Efficient Simulation of Optical Properties in CrI₃ Monolayers

CrI₃ monolayers were utilized as a benchmark to validate the performance of the newly developed solver for structured pseudo-Hermitian matrices CrI₃, a two-dimensional magnetic material, exhibits unique optical properties due to its layered structure of chromium and iodine atoms. These properties were modeled using the Bethe-Salpeter equation, generating dense, non-Hermitian matrices.

By integrating the specialized structured pseudo-Hermitian matrix solver into the SLEPc library, the ISOLV-BSE project achieved significant reductions in computational cost while maintaining high accuracy. This approach allowed for more efficient calculation of optical absorption spectra and excitonic interactions in CrI₃, proving the solver’s potential for scaling to exascale computing environments​​.

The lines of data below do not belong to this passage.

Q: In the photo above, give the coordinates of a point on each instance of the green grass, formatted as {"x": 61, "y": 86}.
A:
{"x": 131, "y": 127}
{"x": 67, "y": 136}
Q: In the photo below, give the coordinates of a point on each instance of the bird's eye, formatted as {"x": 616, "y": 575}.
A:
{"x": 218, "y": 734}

Addressing the Challenges of Exascale Computing

Scaling the algorithm to run efficiently on exascale systems was a primary challenge for ISOLV-BSE due to the goals set by the Inno4scale project. Dense matrices, like those produced by BSE, require a substantial amount of memory and processing power, making them difficult to scale efficiently across many nodes. However, Román’s team has made significant progress in optimizing the memory usage of the algorithm. “By operating only on the upper two blocks of the matrix and avoiding the storage of left eigenvectors, we’ve managed to reduce the memory requirements and ensure that the algorithm scales well as the number of processors increases,” Román explains.

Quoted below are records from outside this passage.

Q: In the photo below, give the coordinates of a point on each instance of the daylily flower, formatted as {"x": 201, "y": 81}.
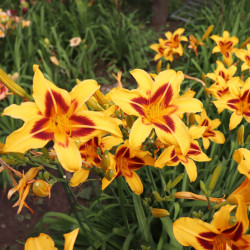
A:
{"x": 23, "y": 188}
{"x": 44, "y": 241}
{"x": 210, "y": 133}
{"x": 244, "y": 56}
{"x": 224, "y": 232}
{"x": 157, "y": 104}
{"x": 90, "y": 157}
{"x": 125, "y": 162}
{"x": 74, "y": 42}
{"x": 3, "y": 91}
{"x": 222, "y": 78}
{"x": 237, "y": 101}
{"x": 194, "y": 43}
{"x": 173, "y": 155}
{"x": 225, "y": 45}
{"x": 174, "y": 40}
{"x": 59, "y": 116}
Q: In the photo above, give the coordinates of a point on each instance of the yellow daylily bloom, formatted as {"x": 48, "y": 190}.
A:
{"x": 174, "y": 40}
{"x": 224, "y": 232}
{"x": 125, "y": 162}
{"x": 210, "y": 133}
{"x": 59, "y": 116}
{"x": 173, "y": 155}
{"x": 244, "y": 56}
{"x": 157, "y": 104}
{"x": 222, "y": 77}
{"x": 44, "y": 241}
{"x": 194, "y": 43}
{"x": 237, "y": 101}
{"x": 225, "y": 45}
{"x": 90, "y": 157}
{"x": 23, "y": 188}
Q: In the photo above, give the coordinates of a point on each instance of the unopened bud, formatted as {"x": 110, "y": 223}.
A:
{"x": 12, "y": 86}
{"x": 109, "y": 175}
{"x": 203, "y": 187}
{"x": 93, "y": 104}
{"x": 214, "y": 178}
{"x": 232, "y": 220}
{"x": 159, "y": 213}
{"x": 157, "y": 196}
{"x": 41, "y": 188}
{"x": 105, "y": 162}
{"x": 240, "y": 135}
{"x": 158, "y": 66}
{"x": 176, "y": 180}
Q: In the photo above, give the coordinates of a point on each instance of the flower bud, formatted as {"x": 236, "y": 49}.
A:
{"x": 214, "y": 178}
{"x": 240, "y": 135}
{"x": 159, "y": 213}
{"x": 93, "y": 104}
{"x": 157, "y": 196}
{"x": 109, "y": 175}
{"x": 105, "y": 162}
{"x": 232, "y": 220}
{"x": 41, "y": 188}
{"x": 158, "y": 66}
{"x": 12, "y": 86}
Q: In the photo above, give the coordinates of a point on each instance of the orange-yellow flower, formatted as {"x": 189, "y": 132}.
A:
{"x": 237, "y": 101}
{"x": 44, "y": 241}
{"x": 244, "y": 56}
{"x": 224, "y": 232}
{"x": 173, "y": 155}
{"x": 210, "y": 133}
{"x": 125, "y": 162}
{"x": 222, "y": 78}
{"x": 225, "y": 45}
{"x": 158, "y": 106}
{"x": 59, "y": 116}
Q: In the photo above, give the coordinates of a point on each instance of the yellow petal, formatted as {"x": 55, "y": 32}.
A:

The project’s focus on parallel scalability is critical, especially as simulations become larger and more complex. The integration of GPU support in SLEPc is another key feature that allows the solver to take advantage of modern HPC architectures. “We’re now able to use GPUs in addition to MPI, which opens up new possibilities for even larger-scale simulations,” Román mentions.

Long-Term Impact on Science and Computing

The impact of ISOLV-BSE extends beyond its immediate applications in material science. The innovations developed in the project could influence a wide range of fields that rely on solving large-scale eigenvalue problems. Moreover, the project’s contribution to numerical linear algebra is significant, as it introduces a new class of solvers that can be adapted to other types of structured eigenproblems.

In terms of HPC, the project underscores the importance of investing in algorithmic improvements. “A better algorithm can provide much larger performance gains than simply investing in faster hardware,” Román emphasized. “With ISOLV-BSE, we’ve shown that by optimizing the algorithm, we can achieve a tenfold improvement in performance without needing to upgrade the hardware.”

The SLEPc library, which already has a global user base, will include the new solver developed through ISOLV-BSE, making it available to a wide range of scientific communities. “This is one of the most important results of the project. By releasing the solver in SLEPc, we’re enabling researchers from many fields to benefit from our work,” concludes Román.